2. Es un nómada que nunca tuvo casa. La juventud del siglo XXI, angustiada por una vida a salto de mata,
sin hipoteca ni jardín, se parece un poco a la vida de Roth, que vivió siempre
en hoteles, no tuvo hijos y mantuvo relaciones amorosas que hoy llamaríamos
fluidas, abiertas y libres (una de ellas, trágica: casi todo su dinero se iba
en pagar las clínicas donde trataban a su esposa esquizofrénica). Su primera
obra importante fue Hotel Savoy y desde entonces sus libros
estuvieron llenos de vagabundos, viajantes y buscavidas. No hay Ulises ni
Ítacas en sus páginas: todos asumen que la vida es frágil y mutable, y hay que
adaptarse al movimiento perpetuo, porque el capitalismo (aquí viene la conexión
Roth-15M) ha destruido las certezas y el sentido de comunidad.
3. Añora lo sagrado. Como
todo desarraigado, siente una enorme nostalgia por un mundo donde otra vida era
posible. Una vida con lazos comunitarios, donde las cosas tenían un sentido y
la trascendencia era un milagro cotidiano que ningún cínico negaba. Seguramente
hoy le caería el sambenito de neorrancio, y La marcha Radetzky puede
pasar por un monumento reaccionario digno de un discurso de Santiago Abascal,
si este supiera hacer discursos buenos. Pero no le faltarían defensores
posmodernos —como no le faltan, de hecho— que interpretarían su querencia
nostálgica como una respuesta sutil a la banalidad del presente. En los libros
de Roth ya viene anticipado todo el debate feroz sobre los usos de
la memoria y la historia que marca tantas discusiones de hoy.

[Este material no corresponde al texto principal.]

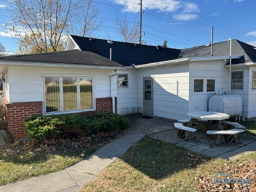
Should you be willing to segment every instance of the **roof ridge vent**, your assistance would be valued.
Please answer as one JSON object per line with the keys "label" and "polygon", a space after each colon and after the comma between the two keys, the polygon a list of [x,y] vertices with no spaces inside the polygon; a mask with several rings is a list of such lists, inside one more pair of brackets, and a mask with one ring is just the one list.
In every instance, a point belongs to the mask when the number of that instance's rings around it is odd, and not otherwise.
{"label": "roof ridge vent", "polygon": [[164,50],[164,48],[160,45],[157,45],[156,47],[158,50]]}

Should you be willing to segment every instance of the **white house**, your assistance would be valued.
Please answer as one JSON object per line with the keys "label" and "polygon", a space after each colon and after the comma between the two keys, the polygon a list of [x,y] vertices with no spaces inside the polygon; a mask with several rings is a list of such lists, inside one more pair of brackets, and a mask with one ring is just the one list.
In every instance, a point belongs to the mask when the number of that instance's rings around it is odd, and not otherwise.
{"label": "white house", "polygon": [[[226,91],[242,98],[241,116],[256,117],[256,50],[230,42],[182,50],[71,36],[66,51],[0,58],[8,129],[24,137],[33,114],[110,110],[173,120],[208,111]],[[213,55],[212,56],[212,54]],[[222,93],[223,94],[223,93]]]}

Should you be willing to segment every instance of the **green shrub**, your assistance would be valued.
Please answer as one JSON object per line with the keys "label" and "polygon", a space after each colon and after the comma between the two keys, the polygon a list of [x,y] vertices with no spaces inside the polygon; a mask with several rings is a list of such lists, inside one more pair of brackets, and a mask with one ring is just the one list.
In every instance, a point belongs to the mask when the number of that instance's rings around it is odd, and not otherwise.
{"label": "green shrub", "polygon": [[28,137],[39,141],[57,137],[60,132],[60,126],[64,124],[57,117],[42,115],[30,116],[24,121]]}
{"label": "green shrub", "polygon": [[6,129],[5,115],[5,107],[4,104],[0,102],[0,130]]}
{"label": "green shrub", "polygon": [[115,132],[130,125],[126,117],[111,113],[88,117],[77,114],[32,115],[25,120],[24,124],[29,137],[39,140],[70,133],[90,135],[101,132]]}

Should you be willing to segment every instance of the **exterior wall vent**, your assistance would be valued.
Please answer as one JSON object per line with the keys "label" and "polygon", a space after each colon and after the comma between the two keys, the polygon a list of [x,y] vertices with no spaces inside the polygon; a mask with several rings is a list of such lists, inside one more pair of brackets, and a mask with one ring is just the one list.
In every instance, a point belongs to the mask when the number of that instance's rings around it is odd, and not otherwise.
{"label": "exterior wall vent", "polygon": [[164,50],[164,48],[160,45],[157,45],[156,47],[158,50]]}

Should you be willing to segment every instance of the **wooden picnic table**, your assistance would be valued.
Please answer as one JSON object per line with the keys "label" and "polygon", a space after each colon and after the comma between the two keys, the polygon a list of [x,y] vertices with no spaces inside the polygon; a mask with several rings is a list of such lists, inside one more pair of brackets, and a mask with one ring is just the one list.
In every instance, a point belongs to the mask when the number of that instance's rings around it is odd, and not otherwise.
{"label": "wooden picnic table", "polygon": [[216,122],[220,130],[224,130],[222,124],[228,124],[225,120],[230,117],[225,113],[209,111],[196,111],[188,113],[188,114],[190,117],[190,120],[186,125],[188,127],[192,127],[194,124],[198,124],[197,122],[200,119],[211,120]]}

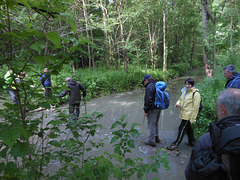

4. Es un narrador legible que trasciende las modas. La voz de Roth es única. No se adscribe a
movimiento alguno, no se parece a casi nada y por eso no necesita explicación
ni exégesis. Aunque le caben muchos análisis, como ha demostrado Ares Yáñez. Se
entiende mejor con unas pinceladas de conocimientos de judaísmo, pues toda su
narrativa bebe de esa tradición, pero no hace falta estar al tanto de las
disputas teológicas entre jasídicos e ilustrados en la Polonia del siglo XVII
para entender Tarabás o El peso falso, pues Roth
fabula como un contador de historias oral, con una sencillez que encandila y
trasciende cualquier barrera cultural o histórica. Puede ponerse de moda en
cualquier momento, su literatura es atemporal, como la Biblia.
5. Como polemista, no hacía prisioneros. Aterra imaginar a un Joseph Roth tuitero. Hubo pocas polémicas de su
tiempo en las que no intervino. Sus colecciones de artículos y sus epistolarios
revelan a un discutidor temperamental, ingenioso y muy difícil de
contraargumentar, un contertulio temible en cualquier disputa. Ni la amistad ni
las deudas personales suavizaban su juicio: si tenía que discutir con
vehemencia y llamar idiota a su interlocutor, lo hacía sin dudar. El pobre
Stefan Zweig lo sufrió a menudo. En no pocas cartas, después de
reprocharle con mucho acíbar sus posiciones políticas, Roth le pedía dinero. Lo
cortés y lo valiente.
6. Su tragedia personal conmueve al mundo hipersentimental de hoy. Si los libros de Roth no bastasen por sí solos, la vida del escritor (o más bien su muerte) le colocaría en el parnaso del siglo XXI: solitario, desahuciado, enfermo y víctima preventiva de los victimarios más horribles de Europa. Cuando la dueña del hotel de París donde vivía en los últimos meses le negaba el alcohol, diciendo que ya había bebido bastante, se iba a escondidas a otro café y pedía allí un pernod clandestino. No era un borracho petulante, tan solo triste, un pobre hombre resignado y consumido. Alguien a quien querer.